The online retail giant Amazon benefits from a large loophole in the federal tax code. Because companies only have to collect sales tax in states where they have a physical presence, Amazon is able to avoid collecting the tax in many states, giving it a way to undermine traditional retailers. But a bipartisan group of 57 members of Congress is trying to change the law to close Amazon’s loophole:
Twenty senators and 37 members of the House from both parties signed on to the Marketplace Fairness Act of 2013 (MFA)—legislation that would allow states to collect taxes on what consumers buy over the Internet.
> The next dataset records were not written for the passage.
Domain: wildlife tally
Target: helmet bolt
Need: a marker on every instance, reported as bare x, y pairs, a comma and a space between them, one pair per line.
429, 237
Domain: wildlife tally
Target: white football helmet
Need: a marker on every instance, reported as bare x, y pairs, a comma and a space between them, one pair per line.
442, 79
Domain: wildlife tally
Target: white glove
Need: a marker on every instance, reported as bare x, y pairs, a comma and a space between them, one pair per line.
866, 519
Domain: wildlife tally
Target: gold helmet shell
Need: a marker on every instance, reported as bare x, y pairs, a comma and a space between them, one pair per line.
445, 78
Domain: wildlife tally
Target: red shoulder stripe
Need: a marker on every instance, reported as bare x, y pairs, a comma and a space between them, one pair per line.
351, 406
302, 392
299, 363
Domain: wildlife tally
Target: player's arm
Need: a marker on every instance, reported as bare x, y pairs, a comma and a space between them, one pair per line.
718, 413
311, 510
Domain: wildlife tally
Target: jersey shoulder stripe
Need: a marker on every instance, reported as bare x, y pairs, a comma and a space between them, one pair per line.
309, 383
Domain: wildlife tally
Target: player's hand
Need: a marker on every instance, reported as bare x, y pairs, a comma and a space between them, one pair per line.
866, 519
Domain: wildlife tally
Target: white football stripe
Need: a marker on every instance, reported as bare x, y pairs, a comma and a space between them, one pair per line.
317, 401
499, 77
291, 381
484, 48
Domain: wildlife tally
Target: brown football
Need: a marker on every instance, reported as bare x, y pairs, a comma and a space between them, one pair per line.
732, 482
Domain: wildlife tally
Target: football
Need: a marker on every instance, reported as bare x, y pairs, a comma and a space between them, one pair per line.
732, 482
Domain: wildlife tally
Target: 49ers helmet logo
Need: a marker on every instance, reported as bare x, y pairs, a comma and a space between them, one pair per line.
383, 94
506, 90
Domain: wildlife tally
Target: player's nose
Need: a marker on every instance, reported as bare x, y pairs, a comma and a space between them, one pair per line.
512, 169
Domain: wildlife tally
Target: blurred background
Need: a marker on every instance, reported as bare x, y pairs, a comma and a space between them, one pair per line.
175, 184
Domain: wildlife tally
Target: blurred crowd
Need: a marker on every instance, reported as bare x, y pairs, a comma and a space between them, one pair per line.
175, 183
The measure would finally resolve a decades-old dispute over whether states can collect sales taxes on mail-order and online purchases. Currently, states are barred from requiring out-of-state sellers to collect sales taxes, unless the retailers have a physical presence (or nexus) in their jurisdiction. The MFA would allow states to require sellers to collect these levies no matter where the firms are located.
This loophole gives Amazon (and other online shops) a leg up on its competitors for no real reason. As Michael Mazerov wrote for the Center on Budget and Policy Priorities, there is “no excuse for exempting large companies like Amazon and Overstock that are perfectly capable of collecting tax everywhere — just as their brick and mortar competitors do.”
Applying an online sales tax fairly would also make the tax code slightly more progressive, as “many low-income families would love to shop online to avoid sales tax but can’t because they don’t own a computer or can’t afford high-speed Internet access.” Sales taxes are inherently regressive, and exempting online purchases makes them even more so, as those with the right technology get to skip the tax entirely.
States governed by both Democrats and Republicans have moved to address this issue, but it won’t be truly fixed until Congress takes action.